Economic Development: The Examples of India and China
February 18, 2012 10:20 AM   Subscribe

"This is an intriguing little video summarizing the hypothesis of a new study by Vamsi Vakulabharanam. It looks at the puzzle of why China and India are exceptions to the Kuznets curve, that economic development at first increases income inequality but then starts to produce less disparity. But that did not occur in India and China. Vakulabharanam argues that the difference lies in changes in institutional arrangements, and the inflection point was roughly 1980."
posted by marienbad (3 comments total) 11 users marked this as a favorite
 
The simpler answer is that the Kuznets curve is, and always was ridiculous bullshit.

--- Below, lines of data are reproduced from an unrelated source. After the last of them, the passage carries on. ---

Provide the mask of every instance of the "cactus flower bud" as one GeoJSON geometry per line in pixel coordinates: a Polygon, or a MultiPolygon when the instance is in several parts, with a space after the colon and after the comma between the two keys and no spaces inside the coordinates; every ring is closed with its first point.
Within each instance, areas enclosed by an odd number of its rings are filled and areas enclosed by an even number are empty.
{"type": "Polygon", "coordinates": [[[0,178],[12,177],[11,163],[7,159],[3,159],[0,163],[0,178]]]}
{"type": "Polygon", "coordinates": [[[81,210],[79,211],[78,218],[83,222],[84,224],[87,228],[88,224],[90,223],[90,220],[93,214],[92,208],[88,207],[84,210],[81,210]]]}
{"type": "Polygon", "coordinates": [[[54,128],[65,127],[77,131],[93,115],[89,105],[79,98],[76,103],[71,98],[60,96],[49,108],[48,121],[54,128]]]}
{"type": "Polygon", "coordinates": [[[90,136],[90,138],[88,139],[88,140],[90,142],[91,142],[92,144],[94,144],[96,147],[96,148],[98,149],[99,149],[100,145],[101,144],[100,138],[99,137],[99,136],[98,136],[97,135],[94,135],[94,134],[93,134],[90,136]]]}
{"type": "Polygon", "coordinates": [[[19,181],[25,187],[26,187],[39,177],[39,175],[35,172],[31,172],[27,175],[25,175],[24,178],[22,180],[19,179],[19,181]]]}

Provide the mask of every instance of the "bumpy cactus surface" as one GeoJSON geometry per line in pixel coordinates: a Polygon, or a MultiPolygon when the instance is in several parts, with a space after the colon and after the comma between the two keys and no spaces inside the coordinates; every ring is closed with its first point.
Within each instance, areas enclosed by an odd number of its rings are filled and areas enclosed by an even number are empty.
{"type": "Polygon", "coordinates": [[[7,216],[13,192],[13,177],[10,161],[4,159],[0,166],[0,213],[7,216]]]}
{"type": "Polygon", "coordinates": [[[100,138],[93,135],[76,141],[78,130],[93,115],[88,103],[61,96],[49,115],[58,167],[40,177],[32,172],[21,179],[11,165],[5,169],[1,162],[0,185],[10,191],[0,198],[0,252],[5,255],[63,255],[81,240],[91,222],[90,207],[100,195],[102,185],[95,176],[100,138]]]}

The few examples where it fits the available data are accidents of history.
posted by Anoplura at 10:47 AM on February 18, 2012 [7 favorites]


tl;dwatch it all: national and international political institutions influence economic outcomes.

I generally agree with the conclusion and am a fan of the blog, but I'm not sure why this on its own is worthy of a post.
posted by RandlePatrickMcMurphy at 11:19 AM on February 18, 2012


Because India hasn't had time to have one since gaining independence and China has had it's revolution co-opted by the same powerful elite they thought they were overthrowing?

"Income disparity" doesn't just magically disappear. The non-rich simply get sick of being repressed and fight back.